Hallo Sven,

der Grundbegriff „Kiai“, den Du oben im Zusammenhang mit Prüfungen aufbrachtest, kann/könnte ganz gut zumindest einheitlich in so etwas wie einer „Prüfungsordnung“ erklärt werden, um dementsprechend von Anwendern der Ordnung einigermaßen einheitlich verstanden und dann im Training usw. umgesetzt werden.

Tatsächlich – und nun gehe ich kurz auf Deinen Widerspruch bezüglich Interesse an historischen Informationen/Quellen zum Karate oder den Lehrmeinungen japanischer Lehrmeister ein – erklärten z. B. T. Kase (1929–2004) und H. Nishiyama (1928–2008) u. a. auf Lehrgängen in Deutschland miteinander vergleichbare Kiai-Konzepte und vermittelten dazu jeweils eigene, entsprechende Übungsformen. Beide waren Vertreter der Shōtōkan-Strömung. G. Funakoshi (1868–1957) hielt ebenfalls eindeutige Ausführungen zum Konzept des Kiai fest, die im Kern dem entsprechenden Unterricht von T. Kase und H. Nishiyama entsprachen. Ihre Erklärungen haben nichts mit negativ konnotierter „Esoterik“ zu tun, auch wenn für deren Verständnis etwas größere gedankliche und körperliche Anstrengungen vonnöten sind.

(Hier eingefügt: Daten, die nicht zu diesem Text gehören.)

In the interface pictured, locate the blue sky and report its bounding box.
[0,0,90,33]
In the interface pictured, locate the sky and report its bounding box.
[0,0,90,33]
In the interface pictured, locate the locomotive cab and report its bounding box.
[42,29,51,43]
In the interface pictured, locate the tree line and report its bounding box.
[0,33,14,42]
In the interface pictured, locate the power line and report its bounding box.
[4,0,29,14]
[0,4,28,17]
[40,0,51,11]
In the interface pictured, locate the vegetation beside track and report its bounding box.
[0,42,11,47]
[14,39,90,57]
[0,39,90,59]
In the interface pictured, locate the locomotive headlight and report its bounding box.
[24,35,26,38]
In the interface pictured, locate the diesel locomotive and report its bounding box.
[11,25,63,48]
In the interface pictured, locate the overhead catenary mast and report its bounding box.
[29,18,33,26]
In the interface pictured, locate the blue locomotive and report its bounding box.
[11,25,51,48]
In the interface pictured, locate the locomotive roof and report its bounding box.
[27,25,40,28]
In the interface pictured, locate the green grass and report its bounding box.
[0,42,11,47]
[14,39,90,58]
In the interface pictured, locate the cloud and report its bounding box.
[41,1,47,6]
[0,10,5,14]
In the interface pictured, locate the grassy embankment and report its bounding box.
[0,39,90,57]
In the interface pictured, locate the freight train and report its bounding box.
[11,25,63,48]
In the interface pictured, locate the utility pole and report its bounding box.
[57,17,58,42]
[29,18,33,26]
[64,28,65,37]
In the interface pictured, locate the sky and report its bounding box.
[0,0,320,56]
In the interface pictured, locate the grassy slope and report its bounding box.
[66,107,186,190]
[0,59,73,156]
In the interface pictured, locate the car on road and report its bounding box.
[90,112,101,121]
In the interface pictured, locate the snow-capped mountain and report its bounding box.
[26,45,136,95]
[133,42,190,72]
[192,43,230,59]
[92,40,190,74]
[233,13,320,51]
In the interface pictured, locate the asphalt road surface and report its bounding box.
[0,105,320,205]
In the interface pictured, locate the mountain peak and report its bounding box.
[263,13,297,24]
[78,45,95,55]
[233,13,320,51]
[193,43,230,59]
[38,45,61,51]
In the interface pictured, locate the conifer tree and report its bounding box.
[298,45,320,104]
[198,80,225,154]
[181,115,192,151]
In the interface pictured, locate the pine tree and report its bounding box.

Genau deswegen stolperte ich über Deine Aussage zum Kiai, da sie sich schlicht wie das Gegenteil dessen liest, was im herkömmlichen Karate-Dō Shōtōkan-Ryū (vertreten durch T. Kase, H. Nishiyama und den Gründer/Kompilator G. Funakoshi) unter „Kiai“ verstanden und gelehrt wird. Obendrein verstümmelt ein „Weglassen“ des Kiai (im Verständnis des herkömmlichen Shōtōkan-Ryū) in der Prüfung oder im Training dieses Karate, dem dadurch eines seiner wesentlichsten (technischen) Inhalte genommen wird.